4) Com base nessa estimativa, a empresa compra a apólice do cliente por algo entre 70% e 50% do valor do seguro.
5) Quando o dono original da apólice morre, a empresa recebe na íntegra o valor da indenização.
Pessoas com estimativa de sobrevida inferior a seis meses conseguem vender o seguro por 70% do seu valor. Esse índice cai para 65% quando a estimativa fica entre 6 e 12 meses de vida. E assim por diante.
A idéia por trás desse comércio é que o dono do seguro, uma pessoa doente, precisa mais do valor do seguro em vida do que o seu beneficiário após a sua morte.

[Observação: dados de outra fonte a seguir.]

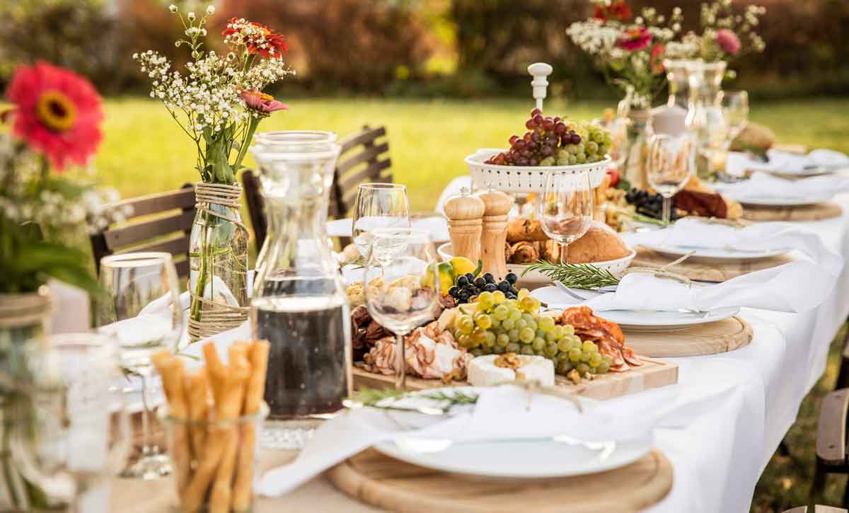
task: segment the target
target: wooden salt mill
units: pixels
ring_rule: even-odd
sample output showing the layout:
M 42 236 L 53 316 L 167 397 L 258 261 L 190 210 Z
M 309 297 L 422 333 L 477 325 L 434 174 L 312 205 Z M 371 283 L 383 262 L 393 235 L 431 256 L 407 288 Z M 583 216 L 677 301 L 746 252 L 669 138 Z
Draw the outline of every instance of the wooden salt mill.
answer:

Para compreender esta operação, é preciso ter em mente que o seguro de vida, nos EUA, mais que um seguro tradicional, é um bem de valor negociável, uma espécie de commoditie, que pode passar de mão em mão.
No Brasil, não é possível realizar negócios desse tipo. Aqui, o seguro de vida ainda é apenas um contrato no qual o dono da apólice indica quem será beneficiado com o valor segurado após a sua morte.

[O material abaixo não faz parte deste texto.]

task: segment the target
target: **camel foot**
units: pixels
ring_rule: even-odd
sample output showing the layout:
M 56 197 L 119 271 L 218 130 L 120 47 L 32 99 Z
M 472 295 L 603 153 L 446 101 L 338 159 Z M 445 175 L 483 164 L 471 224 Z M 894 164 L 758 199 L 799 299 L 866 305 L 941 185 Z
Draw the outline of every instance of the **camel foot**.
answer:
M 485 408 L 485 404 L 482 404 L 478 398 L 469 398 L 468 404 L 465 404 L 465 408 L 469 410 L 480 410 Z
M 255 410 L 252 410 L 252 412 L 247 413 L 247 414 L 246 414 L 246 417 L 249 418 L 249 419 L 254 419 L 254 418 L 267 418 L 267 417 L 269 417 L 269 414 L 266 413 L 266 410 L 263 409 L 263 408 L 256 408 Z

O máximo que o titular da apólice pode fazer é alterar o beneficiário do seguro –não pode vendê-lo para ninguém.
O comércio de seguro de vida nos EUA começou timidamente há cinco anos. Em 1994, estima-se que cerca de 4.000 seguros de vida sejam vendidos no país, movimentando perto de US$ 300 milhões.
A venda de seguros de vida conta com o apoio explícito da comunidade homossexual.
"Primeiro, lutamos para que fosse possível haver esse tipo de comércio. Hoje, lutamos pela sua regulamentação", disse à Folha, por telefone, Daniel Wolf, um dos diretores da Gay Man Health Crisis, uma das mais importantes ONGs norte-americanas de defesa dos homossexuais.
Ainda não existe uma norma clara, por exemplo, sobre a possibilidade de revenda do seguro.
Uma empresa compra a apólice de um aidético de US$ 100 mil por US$ 60 mil e a revende a uma segunda empresa por US$ 70 mil. O dono original do seguro tem direito a parte do lucro? Falta uma lei que defina isto.
As empresas compradoras de seguro hoje miram um novo mercado: os cerca de 500 mil norte-americanos que morrem anualmente de câncer.